As for property firms, Cheah said he expected them to “adapt” to the curb on DIBS by offering “other incentives” to ensure that demand for property does not drop.
These could come in the form of rebates to property buyers, said another analyst who concurred with Cheah’s views.
The DIBS in recent times has become an easy financing package offered by property developers in joint-promotion activities with banks.
Under the scheme, buyers need not fork out much initial payments to buy properties, as the developer supposedly absorbs the initial interest.
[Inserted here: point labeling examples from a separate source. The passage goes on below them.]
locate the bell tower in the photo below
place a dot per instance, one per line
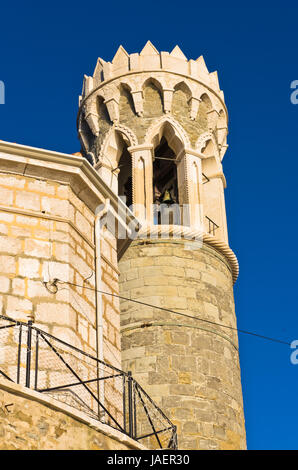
(154, 125)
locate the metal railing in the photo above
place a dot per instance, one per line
(31, 357)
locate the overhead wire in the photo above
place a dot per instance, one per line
(239, 330)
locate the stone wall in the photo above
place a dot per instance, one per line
(32, 421)
(47, 232)
(189, 367)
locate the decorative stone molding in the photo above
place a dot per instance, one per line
(148, 59)
(186, 233)
(177, 128)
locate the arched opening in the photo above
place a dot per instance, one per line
(153, 102)
(125, 177)
(165, 185)
(208, 148)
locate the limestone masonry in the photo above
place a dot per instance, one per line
(153, 130)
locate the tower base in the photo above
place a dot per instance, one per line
(190, 366)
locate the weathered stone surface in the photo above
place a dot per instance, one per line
(194, 366)
(29, 422)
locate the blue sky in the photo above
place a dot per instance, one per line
(46, 48)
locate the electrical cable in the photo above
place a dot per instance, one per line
(268, 338)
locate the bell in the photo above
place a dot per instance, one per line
(167, 198)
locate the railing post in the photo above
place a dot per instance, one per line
(28, 360)
(130, 404)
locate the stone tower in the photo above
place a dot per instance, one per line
(154, 125)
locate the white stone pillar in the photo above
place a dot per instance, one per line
(142, 178)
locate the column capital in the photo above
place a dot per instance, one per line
(140, 148)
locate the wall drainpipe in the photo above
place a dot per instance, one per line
(99, 306)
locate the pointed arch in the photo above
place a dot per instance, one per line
(184, 87)
(174, 133)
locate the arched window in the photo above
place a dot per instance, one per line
(125, 177)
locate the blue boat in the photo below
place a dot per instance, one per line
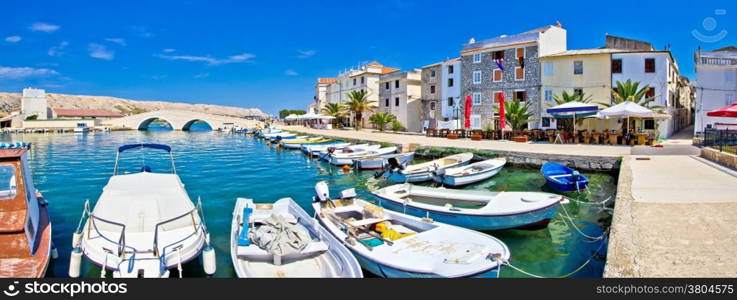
(564, 179)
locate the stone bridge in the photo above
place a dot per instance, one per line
(180, 120)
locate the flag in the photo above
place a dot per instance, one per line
(502, 114)
(468, 111)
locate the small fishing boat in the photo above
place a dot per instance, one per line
(282, 240)
(478, 210)
(469, 174)
(424, 171)
(326, 154)
(346, 158)
(564, 179)
(381, 161)
(25, 228)
(391, 244)
(143, 225)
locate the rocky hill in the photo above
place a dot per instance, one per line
(11, 101)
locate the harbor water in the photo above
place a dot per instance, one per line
(218, 168)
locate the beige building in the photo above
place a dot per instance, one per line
(401, 95)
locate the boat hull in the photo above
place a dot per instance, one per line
(530, 220)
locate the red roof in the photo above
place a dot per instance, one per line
(75, 112)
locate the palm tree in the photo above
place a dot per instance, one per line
(518, 114)
(381, 119)
(334, 110)
(358, 103)
(631, 91)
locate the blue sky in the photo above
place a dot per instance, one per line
(267, 54)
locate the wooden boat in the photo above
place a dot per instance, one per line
(424, 171)
(142, 225)
(391, 244)
(469, 174)
(25, 228)
(379, 162)
(478, 210)
(318, 253)
(346, 158)
(564, 179)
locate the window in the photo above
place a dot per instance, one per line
(476, 57)
(649, 65)
(519, 73)
(475, 122)
(476, 77)
(476, 99)
(548, 68)
(520, 95)
(578, 67)
(498, 75)
(617, 66)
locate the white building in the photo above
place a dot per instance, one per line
(716, 85)
(400, 94)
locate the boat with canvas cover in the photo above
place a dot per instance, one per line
(478, 210)
(143, 224)
(381, 161)
(346, 159)
(25, 228)
(281, 240)
(564, 179)
(469, 174)
(394, 245)
(424, 171)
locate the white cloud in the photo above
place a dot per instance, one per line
(24, 72)
(306, 53)
(100, 51)
(118, 41)
(58, 50)
(245, 57)
(44, 27)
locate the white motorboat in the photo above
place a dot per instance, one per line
(281, 240)
(424, 171)
(469, 174)
(346, 158)
(143, 225)
(392, 244)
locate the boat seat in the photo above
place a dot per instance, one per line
(12, 221)
(254, 252)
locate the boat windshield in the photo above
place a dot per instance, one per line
(8, 184)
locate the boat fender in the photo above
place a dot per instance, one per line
(75, 263)
(208, 260)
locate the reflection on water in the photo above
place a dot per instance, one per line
(69, 169)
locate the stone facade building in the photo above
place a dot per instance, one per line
(519, 75)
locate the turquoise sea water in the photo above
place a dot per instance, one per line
(69, 169)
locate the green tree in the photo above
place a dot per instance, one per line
(358, 104)
(518, 114)
(380, 119)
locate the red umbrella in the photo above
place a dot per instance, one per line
(502, 114)
(468, 111)
(727, 112)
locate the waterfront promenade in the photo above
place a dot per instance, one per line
(674, 214)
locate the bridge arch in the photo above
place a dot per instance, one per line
(143, 125)
(189, 123)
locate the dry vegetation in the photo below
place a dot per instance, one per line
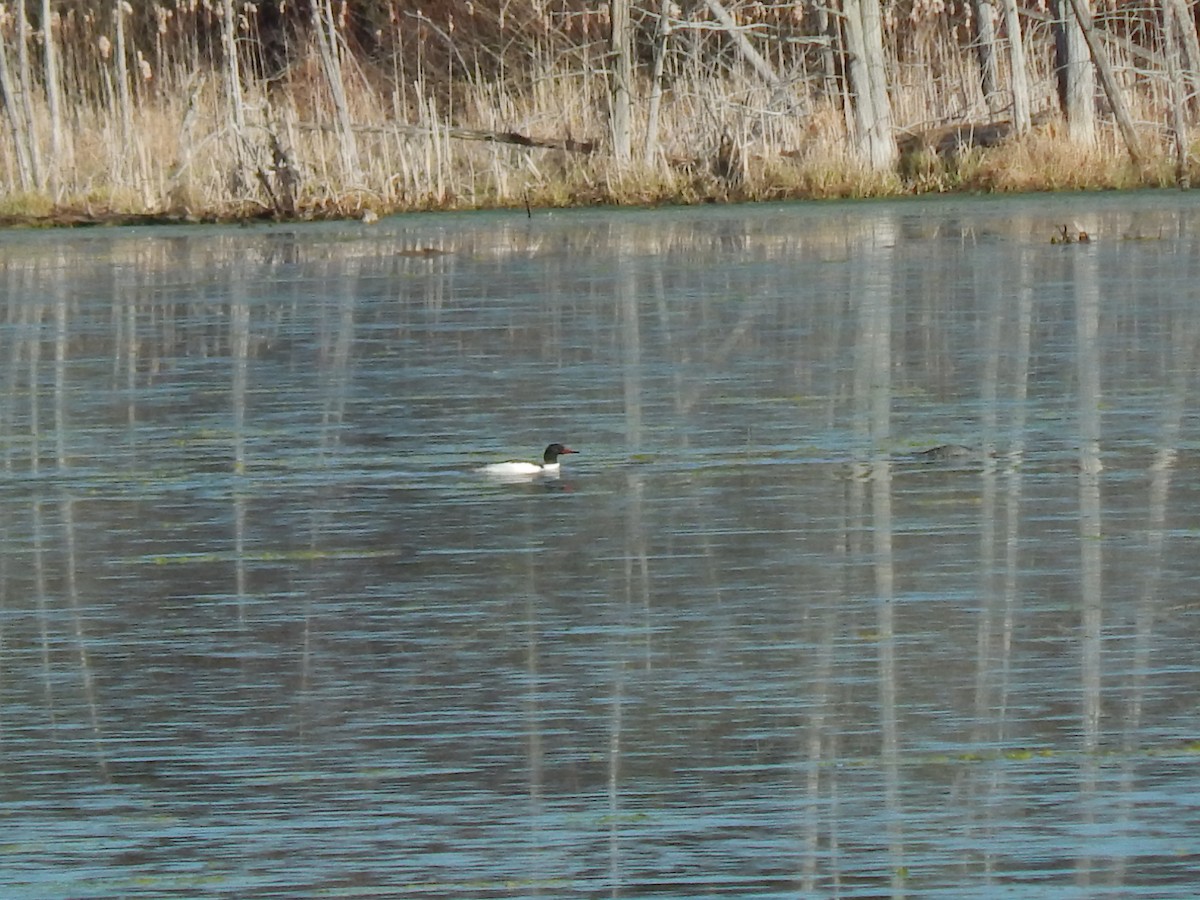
(347, 107)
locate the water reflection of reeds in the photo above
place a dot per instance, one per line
(243, 449)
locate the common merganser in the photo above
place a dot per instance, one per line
(519, 471)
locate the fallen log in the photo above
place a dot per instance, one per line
(451, 131)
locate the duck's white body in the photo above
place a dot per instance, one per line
(515, 471)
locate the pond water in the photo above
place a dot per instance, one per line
(265, 631)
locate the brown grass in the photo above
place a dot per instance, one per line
(723, 138)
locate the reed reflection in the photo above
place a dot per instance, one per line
(749, 625)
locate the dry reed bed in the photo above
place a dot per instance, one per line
(157, 123)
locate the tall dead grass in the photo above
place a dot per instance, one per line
(159, 129)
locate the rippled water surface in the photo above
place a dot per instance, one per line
(264, 630)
The buyer only starts paying the instalments after his property is ready.
A high number of buyers buy into this scheme with the intention of flipping the property when they gain possession of it, making a profit without having to fork out much of their own money for it.
In the case of a removal of the DIBS, consumers would then have to absorb the initial costs, including interest payments, even before their properties are ready.
DIBS is mainly offered to buyers of the high-rise residential segment, where property flipping is reportedly the most rampant.
Assuming the DIBS is curbed, Maybank Investment Bank Research estimates that the worst-case scenario would be a marginal 0.7-percentage point shave off its 2014 industry loan growth forecast of 10.5% to 9.8%.
“We believe domestic banks have been more tempered in their exposure to the mortgage segment, and channel checks point to limited exposure at this stage.”
It is maintaining its industry loan and earnings forecasts for the individual banks for now. In his report, Cheah raised his 2013 industry loan growth target to 10.5% from 7% to 9% premised on the expectations that loan growth momentum would pick up in the second half, mainly driven by the accelerated disbursements of Economic Transformation Programme-related loans, even as general election-related risks dissipate.
He has not set any loans growth target for next year.